A Praça – O indicador do INEP (Instituto Nacional de Estudos e Pesquisas) que mede o percentual de crianças e adolescentes que estavam cursando o Ensino Fundamental na rede pública de ensino do município, que abandonaram a escola no decorrer do ano letivo ficou em 0.6, dentro do aceitável. O que foi percebido pela sociedade foi uma alta de crianças em semáforos da cidade, como as políticas de assistência e educação trabalharam esse assunto tão latente em nosso meio?

Vilauba Araújo – Recebemos no nosso sistema do Busca Ativa Escolar um grande desafio que é trazer de volta à escola meninos e meninas que por algum motivo deixaram de frequentar as aulas.
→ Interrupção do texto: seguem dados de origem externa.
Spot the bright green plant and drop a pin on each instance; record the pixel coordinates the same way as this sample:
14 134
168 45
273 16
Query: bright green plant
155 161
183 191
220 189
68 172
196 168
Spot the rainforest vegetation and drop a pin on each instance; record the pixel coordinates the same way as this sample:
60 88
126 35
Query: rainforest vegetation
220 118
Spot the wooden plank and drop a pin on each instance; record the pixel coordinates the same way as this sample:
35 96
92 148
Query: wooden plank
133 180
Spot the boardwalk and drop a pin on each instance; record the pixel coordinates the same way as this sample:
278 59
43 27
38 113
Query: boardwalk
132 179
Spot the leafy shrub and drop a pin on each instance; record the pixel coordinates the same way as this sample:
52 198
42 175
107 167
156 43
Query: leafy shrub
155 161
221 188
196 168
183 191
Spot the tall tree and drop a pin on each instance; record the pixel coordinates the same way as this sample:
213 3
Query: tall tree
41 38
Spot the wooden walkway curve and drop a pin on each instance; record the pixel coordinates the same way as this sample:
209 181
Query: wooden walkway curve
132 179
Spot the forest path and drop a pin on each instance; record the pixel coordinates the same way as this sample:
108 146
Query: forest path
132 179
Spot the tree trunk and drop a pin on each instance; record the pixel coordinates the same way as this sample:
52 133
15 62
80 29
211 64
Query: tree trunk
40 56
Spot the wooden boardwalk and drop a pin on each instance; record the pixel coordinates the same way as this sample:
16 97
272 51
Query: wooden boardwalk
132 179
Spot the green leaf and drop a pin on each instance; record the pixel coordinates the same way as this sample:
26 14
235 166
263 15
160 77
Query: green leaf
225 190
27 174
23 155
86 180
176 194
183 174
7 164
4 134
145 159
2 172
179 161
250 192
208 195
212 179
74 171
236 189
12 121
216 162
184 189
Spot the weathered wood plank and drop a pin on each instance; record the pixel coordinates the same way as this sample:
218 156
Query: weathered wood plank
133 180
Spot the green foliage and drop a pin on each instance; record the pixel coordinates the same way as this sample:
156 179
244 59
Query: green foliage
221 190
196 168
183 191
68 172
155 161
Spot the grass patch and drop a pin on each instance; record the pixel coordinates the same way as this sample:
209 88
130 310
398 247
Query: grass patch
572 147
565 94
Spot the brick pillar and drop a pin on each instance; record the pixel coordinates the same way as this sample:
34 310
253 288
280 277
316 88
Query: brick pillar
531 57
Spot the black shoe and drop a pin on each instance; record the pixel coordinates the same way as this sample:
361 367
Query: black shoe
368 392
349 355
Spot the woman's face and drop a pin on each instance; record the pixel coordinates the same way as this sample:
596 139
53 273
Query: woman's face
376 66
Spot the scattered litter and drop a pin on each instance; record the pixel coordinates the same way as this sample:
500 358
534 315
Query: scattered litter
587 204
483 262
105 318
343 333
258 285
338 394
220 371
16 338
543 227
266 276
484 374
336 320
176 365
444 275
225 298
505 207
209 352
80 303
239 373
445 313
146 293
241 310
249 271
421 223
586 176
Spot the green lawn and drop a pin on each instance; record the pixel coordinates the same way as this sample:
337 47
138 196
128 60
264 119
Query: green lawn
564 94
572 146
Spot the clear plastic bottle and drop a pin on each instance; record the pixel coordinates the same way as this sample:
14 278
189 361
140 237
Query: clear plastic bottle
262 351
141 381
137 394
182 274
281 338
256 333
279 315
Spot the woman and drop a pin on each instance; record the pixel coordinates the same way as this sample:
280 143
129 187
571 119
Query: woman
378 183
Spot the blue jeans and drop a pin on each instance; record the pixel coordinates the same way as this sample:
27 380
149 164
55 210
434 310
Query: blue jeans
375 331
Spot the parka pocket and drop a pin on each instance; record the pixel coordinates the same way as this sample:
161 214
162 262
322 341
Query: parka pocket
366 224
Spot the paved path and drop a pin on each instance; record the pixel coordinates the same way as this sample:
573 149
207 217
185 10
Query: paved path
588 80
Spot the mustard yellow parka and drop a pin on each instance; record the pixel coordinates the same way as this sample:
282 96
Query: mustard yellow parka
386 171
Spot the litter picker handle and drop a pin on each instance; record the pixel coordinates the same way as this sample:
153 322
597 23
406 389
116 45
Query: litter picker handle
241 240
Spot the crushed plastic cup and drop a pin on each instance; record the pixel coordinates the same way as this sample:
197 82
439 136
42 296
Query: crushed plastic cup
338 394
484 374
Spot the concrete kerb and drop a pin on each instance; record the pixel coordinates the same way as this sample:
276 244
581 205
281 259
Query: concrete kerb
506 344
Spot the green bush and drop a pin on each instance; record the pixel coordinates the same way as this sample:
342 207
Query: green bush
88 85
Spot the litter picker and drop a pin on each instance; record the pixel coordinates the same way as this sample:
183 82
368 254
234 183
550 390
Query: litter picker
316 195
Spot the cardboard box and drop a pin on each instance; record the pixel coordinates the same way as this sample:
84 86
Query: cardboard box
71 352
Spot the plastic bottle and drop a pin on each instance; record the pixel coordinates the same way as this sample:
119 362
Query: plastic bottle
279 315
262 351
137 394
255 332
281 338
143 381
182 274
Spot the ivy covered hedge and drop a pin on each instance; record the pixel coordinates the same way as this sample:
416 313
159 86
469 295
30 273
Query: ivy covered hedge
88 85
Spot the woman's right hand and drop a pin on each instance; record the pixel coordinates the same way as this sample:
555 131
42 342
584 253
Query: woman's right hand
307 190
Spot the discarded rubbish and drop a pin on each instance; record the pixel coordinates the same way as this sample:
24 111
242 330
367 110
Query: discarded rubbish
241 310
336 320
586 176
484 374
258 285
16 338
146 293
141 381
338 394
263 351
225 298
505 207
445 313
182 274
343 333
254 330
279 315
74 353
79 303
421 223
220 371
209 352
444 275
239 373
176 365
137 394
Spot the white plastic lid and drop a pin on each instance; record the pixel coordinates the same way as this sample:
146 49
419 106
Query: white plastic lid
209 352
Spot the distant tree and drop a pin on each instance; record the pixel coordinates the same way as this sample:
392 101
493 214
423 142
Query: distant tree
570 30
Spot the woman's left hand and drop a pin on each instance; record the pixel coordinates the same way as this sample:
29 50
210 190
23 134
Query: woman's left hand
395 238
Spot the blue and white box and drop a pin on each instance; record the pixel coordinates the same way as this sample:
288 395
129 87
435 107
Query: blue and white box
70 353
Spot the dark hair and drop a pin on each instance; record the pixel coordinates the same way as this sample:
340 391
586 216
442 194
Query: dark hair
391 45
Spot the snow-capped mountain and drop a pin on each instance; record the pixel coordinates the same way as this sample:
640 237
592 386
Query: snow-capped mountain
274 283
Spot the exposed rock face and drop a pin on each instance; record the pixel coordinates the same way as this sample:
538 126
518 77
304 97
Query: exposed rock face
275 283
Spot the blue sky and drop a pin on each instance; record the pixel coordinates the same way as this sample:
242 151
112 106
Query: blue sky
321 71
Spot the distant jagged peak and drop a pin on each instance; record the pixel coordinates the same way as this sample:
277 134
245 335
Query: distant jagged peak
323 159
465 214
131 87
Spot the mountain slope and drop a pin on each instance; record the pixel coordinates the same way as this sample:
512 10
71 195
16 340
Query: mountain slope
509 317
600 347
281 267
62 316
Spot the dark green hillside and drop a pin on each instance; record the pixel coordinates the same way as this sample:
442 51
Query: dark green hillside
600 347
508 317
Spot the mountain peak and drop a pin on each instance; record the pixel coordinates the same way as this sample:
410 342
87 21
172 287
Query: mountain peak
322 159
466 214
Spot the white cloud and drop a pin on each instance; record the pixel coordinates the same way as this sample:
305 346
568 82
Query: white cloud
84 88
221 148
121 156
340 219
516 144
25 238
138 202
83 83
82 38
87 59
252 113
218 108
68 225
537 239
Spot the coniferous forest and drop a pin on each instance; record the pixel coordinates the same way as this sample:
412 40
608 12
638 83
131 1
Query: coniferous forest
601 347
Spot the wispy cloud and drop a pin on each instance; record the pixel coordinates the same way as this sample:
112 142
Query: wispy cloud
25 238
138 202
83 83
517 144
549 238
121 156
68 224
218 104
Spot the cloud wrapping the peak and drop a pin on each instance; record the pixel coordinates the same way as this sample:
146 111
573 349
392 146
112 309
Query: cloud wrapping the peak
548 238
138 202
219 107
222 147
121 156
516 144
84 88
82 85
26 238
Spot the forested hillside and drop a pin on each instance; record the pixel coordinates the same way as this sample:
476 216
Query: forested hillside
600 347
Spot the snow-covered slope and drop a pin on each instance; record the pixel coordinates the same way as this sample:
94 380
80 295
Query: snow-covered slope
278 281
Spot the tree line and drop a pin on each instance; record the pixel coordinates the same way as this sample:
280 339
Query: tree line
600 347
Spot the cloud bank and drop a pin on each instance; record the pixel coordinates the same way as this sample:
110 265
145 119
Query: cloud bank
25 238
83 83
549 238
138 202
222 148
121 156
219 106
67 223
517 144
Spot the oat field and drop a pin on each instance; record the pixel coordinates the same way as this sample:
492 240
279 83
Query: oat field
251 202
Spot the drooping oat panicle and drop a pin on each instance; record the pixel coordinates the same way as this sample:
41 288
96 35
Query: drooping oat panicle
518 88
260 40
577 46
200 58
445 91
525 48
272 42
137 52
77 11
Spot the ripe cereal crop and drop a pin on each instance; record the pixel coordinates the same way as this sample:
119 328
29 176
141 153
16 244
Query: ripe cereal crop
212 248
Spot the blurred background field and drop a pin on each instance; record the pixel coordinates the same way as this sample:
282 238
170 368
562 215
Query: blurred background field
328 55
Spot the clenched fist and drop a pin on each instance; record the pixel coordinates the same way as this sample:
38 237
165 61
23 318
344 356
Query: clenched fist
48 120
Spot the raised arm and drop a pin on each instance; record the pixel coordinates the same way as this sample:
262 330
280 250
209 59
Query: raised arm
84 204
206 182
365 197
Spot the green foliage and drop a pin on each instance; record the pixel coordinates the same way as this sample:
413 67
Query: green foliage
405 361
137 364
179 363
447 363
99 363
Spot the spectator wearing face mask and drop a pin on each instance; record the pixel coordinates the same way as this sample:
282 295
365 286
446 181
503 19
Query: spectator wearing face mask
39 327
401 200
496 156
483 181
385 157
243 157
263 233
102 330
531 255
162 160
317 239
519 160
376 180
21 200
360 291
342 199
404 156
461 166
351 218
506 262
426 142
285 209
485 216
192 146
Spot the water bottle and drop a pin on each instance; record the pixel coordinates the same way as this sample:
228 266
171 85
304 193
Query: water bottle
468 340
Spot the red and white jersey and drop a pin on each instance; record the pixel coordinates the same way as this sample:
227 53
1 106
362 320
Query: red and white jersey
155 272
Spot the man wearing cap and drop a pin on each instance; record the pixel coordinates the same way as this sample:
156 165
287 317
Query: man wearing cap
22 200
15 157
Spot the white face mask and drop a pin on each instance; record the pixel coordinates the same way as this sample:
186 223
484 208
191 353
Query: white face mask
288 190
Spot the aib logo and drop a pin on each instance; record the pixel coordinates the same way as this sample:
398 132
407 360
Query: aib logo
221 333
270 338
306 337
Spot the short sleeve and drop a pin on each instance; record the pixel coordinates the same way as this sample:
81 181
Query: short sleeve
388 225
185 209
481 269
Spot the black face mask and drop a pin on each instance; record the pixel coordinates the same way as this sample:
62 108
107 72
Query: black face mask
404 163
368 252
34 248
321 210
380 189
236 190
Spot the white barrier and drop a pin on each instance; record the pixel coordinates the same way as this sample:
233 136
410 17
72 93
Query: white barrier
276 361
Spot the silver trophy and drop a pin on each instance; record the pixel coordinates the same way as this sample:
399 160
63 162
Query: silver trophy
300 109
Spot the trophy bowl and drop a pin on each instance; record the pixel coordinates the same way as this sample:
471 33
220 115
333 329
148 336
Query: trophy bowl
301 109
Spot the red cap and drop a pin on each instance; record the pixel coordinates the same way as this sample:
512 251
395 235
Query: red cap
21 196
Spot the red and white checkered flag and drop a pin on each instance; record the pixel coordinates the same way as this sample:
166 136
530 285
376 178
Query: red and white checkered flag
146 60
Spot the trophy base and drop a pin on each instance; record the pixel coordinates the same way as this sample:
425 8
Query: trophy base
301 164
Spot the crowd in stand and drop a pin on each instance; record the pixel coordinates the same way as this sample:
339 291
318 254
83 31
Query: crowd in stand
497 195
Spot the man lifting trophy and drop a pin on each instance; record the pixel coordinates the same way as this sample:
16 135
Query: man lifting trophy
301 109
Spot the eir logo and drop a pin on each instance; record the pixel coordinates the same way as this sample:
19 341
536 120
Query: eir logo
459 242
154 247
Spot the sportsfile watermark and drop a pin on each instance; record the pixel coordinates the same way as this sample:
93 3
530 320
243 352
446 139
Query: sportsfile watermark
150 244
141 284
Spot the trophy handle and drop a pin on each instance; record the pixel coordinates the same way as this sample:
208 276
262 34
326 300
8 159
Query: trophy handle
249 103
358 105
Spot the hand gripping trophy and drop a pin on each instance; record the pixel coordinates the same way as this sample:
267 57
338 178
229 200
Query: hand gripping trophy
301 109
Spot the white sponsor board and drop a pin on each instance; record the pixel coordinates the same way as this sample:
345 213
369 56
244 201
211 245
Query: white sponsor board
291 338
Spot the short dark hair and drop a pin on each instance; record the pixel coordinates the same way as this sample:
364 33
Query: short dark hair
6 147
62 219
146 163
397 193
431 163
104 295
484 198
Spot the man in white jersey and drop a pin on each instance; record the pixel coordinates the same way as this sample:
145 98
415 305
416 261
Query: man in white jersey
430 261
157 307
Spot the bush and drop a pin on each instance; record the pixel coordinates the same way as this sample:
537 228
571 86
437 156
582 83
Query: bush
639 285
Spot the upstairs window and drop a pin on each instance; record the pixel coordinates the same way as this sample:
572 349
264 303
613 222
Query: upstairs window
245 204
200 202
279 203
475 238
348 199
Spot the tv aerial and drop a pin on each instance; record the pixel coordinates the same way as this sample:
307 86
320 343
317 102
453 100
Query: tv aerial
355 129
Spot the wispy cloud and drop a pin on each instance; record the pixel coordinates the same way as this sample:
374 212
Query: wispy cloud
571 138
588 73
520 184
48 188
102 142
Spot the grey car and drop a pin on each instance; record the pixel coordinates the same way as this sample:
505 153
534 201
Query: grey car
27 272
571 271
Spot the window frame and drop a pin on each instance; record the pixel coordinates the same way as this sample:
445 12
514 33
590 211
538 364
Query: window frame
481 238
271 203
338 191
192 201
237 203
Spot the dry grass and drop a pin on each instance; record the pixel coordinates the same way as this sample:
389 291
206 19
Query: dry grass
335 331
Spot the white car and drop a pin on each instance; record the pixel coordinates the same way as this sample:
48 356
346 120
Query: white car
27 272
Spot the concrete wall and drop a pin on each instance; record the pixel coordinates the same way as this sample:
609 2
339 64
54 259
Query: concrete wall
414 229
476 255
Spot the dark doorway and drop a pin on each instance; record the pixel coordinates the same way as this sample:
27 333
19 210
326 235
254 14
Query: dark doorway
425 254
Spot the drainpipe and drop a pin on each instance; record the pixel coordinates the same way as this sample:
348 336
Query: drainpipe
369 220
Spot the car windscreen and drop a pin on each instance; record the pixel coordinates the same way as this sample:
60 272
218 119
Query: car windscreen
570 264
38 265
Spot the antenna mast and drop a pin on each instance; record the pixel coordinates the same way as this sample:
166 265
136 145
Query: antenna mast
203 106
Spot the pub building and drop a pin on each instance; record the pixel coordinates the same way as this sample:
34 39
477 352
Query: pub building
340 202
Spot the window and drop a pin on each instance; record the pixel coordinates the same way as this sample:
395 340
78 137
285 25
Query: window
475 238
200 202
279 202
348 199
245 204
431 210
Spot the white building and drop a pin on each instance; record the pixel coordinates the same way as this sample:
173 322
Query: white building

Nós visitamos as escolas e domicílios a procura de informações sobre esses estudantes. Era notável que muitos deles estavam desmotivados por ter uma distorção idade/série. Foram criadas salas onde eles poderiam acelerar os seus estudos e conseguiriam resolver essa situação de distorção idade/série. Ainda foram ofertados cursos no Polo de Convivência, numa parceria com a Secretaria de Assistência Social e atividades esportivas, desenvolvidas junto com a Secretaria de Esporte, tentando assim manter as crianças e adolescentes em segurança. Sabemos que ainda há muito a ser feito e podemos afirmar que não nos falta compromisso em melhorar a vida dos nossos meninos e meninas.

A Praça – O percentual de crianças atendidas pelo Benefício de Prestação Continuada (BPC) que estão na escola, ficou em 67%. O número que é referência para o acompanhamento deste indicador tem como principal objetivo garantir o acesso e permanência no sistema educacional de crianças e adolescentes de até 18 anos com deficiência. Como foram detectadas as principais barreiras para o acesso dessas crianças e a sua permanência na escola?

Vilauba Araújo – Através de dados coletados nos setores de informações, como: Vigilância Sócio Assistencial e também com base nos dados coletados pelo BPC Escola, que é uma pesquisa realizada com beneficiários do BPC no intuito de correlacionar justamente aspectos dificultadores no acesso à educação para pessoas com deficiência. Através também do trabalho realizado junto aos professores do AEE – Atendimento Educacional Especializado e do CAEE – Centro de Atendimento Educacional Especializado, com orientações para as famílias junto à equipe multidisciplinar. Temos também o programa Busca Ativa Escolar, desenvolvido pelo Fundo das Nações Unidas para a Infância (UNICEF) em parceria com a União Nacional dos Dirigentes Municipais de Educação (Undime), no município. Nossos maiores problemas hoje, são as barreiras atitudinais, as pessoas precisam se trabalhar para aceitar e incluir com respeito ao próximo. As famílias precisam de orientações e acompanhamento psicológico. Trabalhamos de forma que todas as pessoas do município com deficiência e suas famílias sejam amparadas com muita responsabilidade.

A Praça – Agora com a conquista do Selo, o que o reconhecimento trará de benefícios ao município?

Vilauba Araújo – Com o resultado oficial do Selo UNICEF, os municípios recebem numa solenidade que ainda está sendo vista todos os detalhes devido ao momento de pandemia, um troféu, certificado de participação para o Articulador e Mobilizador do NUCA e a autorização para o uso da logomarca da edição 2017-2020. O município fica reconhecido em todos os segmentos do governo Estadual, Federal e também internacionalmente. A responsabilidade aumenta cada vez mais, pois a gestão pública municipal precisa fortalecer e assegurar o trabalho em rede, continuar monitorando os Indicadores de Impacto Social, promover cada vez mais o engajamento social, o compromisso de manter e assegurar as políticas públicas para os meninos e meninas na faixa etária de 0 a 18 anos, colocando como prioridade na agenda pública municipal. Os maiores ganhadores do Selo UNICEF são nossas crianças, adolescentes e suas famílias que tiveram assegurados o direito, acesso e terão a garantia da permanência das políticas públicas.